One influence of computer technology is how it has influenced our conception of physiology. Brain systems including balance mechanisms have come to be viewed as individual automatous but interacting modules, each computing some function and affecting neighboring processes to perfect sensory and motor function. In the brain, modules are typically bundles of neurons, either nuclei or anatomical structures. The cerebellum is a primary example of an automatous computational device that perfects movements. Cerebellar inputs are multiple simultaneous and complex deriving from such diverse sensory sources as proprioceptors, vestibular apparatus, visual and motor systems. The cerebellum connects through cerebellar nuclei to other structures primarily over white matter tracts, cables, within the central nervous system. The cerebellum has to process diverse data from many different systems all at once, in other words, in parallel. In most modern computers information flows through a single microprocessor sequentially though with many operations per second. The cerebellum and other neuronal systems process large numbers of inputs in parallel, and so there is a fundamental difference in style of processing. The brain is considered a massively parallel device, the computer as sequentially processing device. In recent years, computer scientists understanding this basic difference in data handling and having great admiration for the accomplishments of biological systems (biocomputation of gait and balance is great example), have sought to emulate processing in the brain utilizing parallel arrays of microprocessors in their instruments. We in biology on the other hand, have benefited from computer science by acquiring a modular view of brain processes.

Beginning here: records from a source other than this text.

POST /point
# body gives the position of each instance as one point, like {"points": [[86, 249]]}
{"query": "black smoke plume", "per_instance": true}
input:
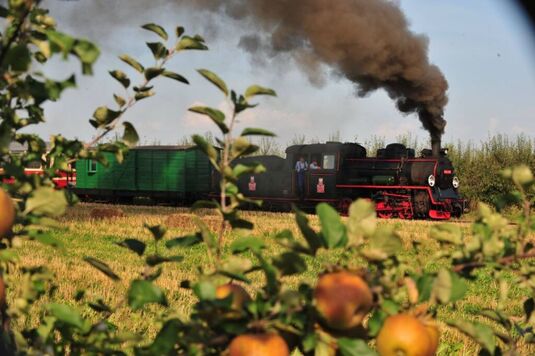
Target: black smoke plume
{"points": [[366, 41]]}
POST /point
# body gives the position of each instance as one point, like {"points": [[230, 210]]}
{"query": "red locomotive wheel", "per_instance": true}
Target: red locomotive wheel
{"points": [[385, 215]]}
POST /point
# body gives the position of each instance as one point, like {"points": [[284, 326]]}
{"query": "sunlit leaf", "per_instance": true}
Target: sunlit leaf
{"points": [[157, 29], [120, 77], [175, 76], [130, 135]]}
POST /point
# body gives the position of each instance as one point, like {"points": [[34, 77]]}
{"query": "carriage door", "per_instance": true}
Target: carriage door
{"points": [[322, 179]]}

The cerebellum receives information on posture and movement form the vestibular apparatus, and processes this in context with other data it receives from the spinal cord and visual system. Information from the utricle and saccule affect mostly the midline cerebellum (flocculus) and the cerebellum, in turn, uses this to compute instructions on balance and stance. This data is transmitted to the motor output areas in spinal cord via cerebello-spinal connections and there is a reciprocal feedback relation with the cerebellum via large spino-cerebellar tracts that relay information from stretch receptors in muscle. The vestibular apparatus also connects widely with higher brain centers affecting gaze mechanisms through the medial longitudinal fasciculus which also connects with the cord and brainstem to affect balance directly. Vestibulospinal tracts make a direct connection to the spinal cord. Motor systems also modulate the basic function of the vestibular apparatus itself, through up and down regulation of sensory cells, making these cells more or less excitable or sensitive to stimulation. Data from the vestibular and all other sensory systems help determine general arousal levels though the reticular system responsible for general arousal in higher animals. Sensory information finally reaches the conscious cortical levels after processing in the thalamus. The cortex also helps initiate movements directly and with the help of the cerebellum and basal ganglia which perfect the rather crude motor plans of the motor cortex. Hence we have autonomous but intensely interactive modules that comprise motor functions. Underlying all of this, as we have seen are crude hard-wired reflex mechanisms built right into the spinal cord.

We may fully expect an intense cross fertilization of neurophysiology and computer science in the coming decades. Silicon (computer) devices and Carbon based (biological) modules will certainly interact more closely. Not only will communication between brain and computer be easier, but biological and silicon modules will likely mix. There is nothing to prevent Silicon devices being implanted in the brain and biological devices from being embedded in computers.

Vestibular Influence
Figure 9: A Modular view of vestibular influence.